On Behalf of | Nov 24, 2013 | High Asset Divorce

A wealthy executive with significant assets, separated from his wife, had begun formal divorce proceedings.  An attorney experienced in high asset divorces can be a major asset partnered with a financial advisor.

The man had nearly $150 million in assets, and although he planned to offer a sizable settlement, he wanted to protect as much of his wealth as possible for his three children from a previous marriage and his grandchildren.He asked his adviser, Darin Pastor, for help securing assets for his heirs. Mr. Pastor is the chief executive of Irvine, Calif.-based Capstone Affluent Strategies, a firm with more than 2,000 clients and about $1.5 billion under management.

“He didn’t like the way the divorce was going,” Mr. Pastor says. “He was trying to protect his beneficiaries.”

Then couple was living apart but not yet legally separated at the time, and the man worried that his wife would begin making aggressive financial demands. Mr. Pastor notes that the wife was entitled to up to half of his assets.

Understanding the client’s reasons for protecting his wealth was important to Mr. Pastor, who had firsthand experience with high-net-worth divorces. His father had been an executive for a large, multinational corporation who was married five times. But he had always made sure to protect his assets for his children during his own divorce proceedings. “I knew where to go when my client was facing a similar situation,” says Mr.

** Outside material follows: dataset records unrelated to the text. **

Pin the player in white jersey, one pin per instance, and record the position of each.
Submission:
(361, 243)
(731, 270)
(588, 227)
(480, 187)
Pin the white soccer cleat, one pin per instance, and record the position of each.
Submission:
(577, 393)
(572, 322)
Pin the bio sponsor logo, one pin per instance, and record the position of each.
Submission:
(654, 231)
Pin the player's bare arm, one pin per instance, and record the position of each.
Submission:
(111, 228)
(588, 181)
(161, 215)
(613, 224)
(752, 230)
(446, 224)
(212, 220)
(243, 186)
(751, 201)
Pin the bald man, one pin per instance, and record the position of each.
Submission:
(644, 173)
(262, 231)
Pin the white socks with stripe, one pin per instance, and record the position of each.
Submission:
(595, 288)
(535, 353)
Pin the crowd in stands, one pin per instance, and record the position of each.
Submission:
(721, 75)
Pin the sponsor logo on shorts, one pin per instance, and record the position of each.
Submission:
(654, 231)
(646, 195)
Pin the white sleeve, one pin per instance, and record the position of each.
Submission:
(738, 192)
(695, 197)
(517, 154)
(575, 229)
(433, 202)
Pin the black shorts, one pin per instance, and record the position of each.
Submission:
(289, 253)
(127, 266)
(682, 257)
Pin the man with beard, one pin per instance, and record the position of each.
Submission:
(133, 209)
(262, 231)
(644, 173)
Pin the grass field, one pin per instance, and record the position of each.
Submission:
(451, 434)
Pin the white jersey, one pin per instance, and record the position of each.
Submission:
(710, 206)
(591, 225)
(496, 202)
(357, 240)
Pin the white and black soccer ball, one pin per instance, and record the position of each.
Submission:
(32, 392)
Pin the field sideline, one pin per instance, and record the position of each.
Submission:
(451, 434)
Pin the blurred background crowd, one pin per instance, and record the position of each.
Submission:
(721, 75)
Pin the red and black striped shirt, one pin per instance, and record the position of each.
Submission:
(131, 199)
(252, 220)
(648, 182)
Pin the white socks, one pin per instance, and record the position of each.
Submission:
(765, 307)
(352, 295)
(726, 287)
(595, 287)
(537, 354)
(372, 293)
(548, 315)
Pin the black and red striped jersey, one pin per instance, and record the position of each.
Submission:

Pastor.

The adviser immediately moved to create a collapsing bridge trust for his client. First, Mr. Pastor worked with an experienced attorney to create an offshore asset protection trust, which is most easily set up in countries such as the Cook Islands or Belize. The team also included the client’s divorce attorneys and his accountant, who made sure to file the proper paperwork such as Internal Revenue Service form TDF 90-22.1, which is required of every U.S. citizen with an offshore account worth more than $10,000.

The offshore trust was owned by a trust department of a bank that served as the trustee of the account. The client then named a close professional friend as “protector” of the trust, who could oversee how the trust would be handled. Mr. Pastor also drafted a letter of wishes to specify that money in the trust would be used to pay education and health-care costs for the client’s children and grandchildren.

At the same time, Mr. Pastor worked with the client’s accountants to set up a domestic limited liability company that was owned entirely by the offshore trust. The client moved more than 50% of his assets into the LLC and became manager of it: He could oversee how the assets were invested, but he no longer owned them and could not withdraw funds.

The “collapsing bridge” comes into play if a lawsuit or divorce threatens the assets. At any time, the offshore trust can vote to collapse the LLC and essentially fire the manager. The assets from the LLC revert to the offshore trust, where they are overseen by the trust’s protector.

In this case, the client waited until just before filing legal separation documents. Then, as manager of the LLC, he asked the trustees of the offshore trust to vote to collapse the LLC. Because the client no longer legally owned the assets in the trust, they were off the table during the subsequent divorce proceedings.

“Now that money is helping the children and the grandchildren and will be for quite a long time,” Mr. Pastor says.

While the strategy worked in this situation, Mr. Pastor notes that collapsing bridge trusts are best suited for clients with more than $25 million in liquid net worth. He estimates that fees and expenses associated with setting up this vehicle can reach $100,000.

“For high-powered, well-paid executives, this strategy can make a lot of sense,” he says.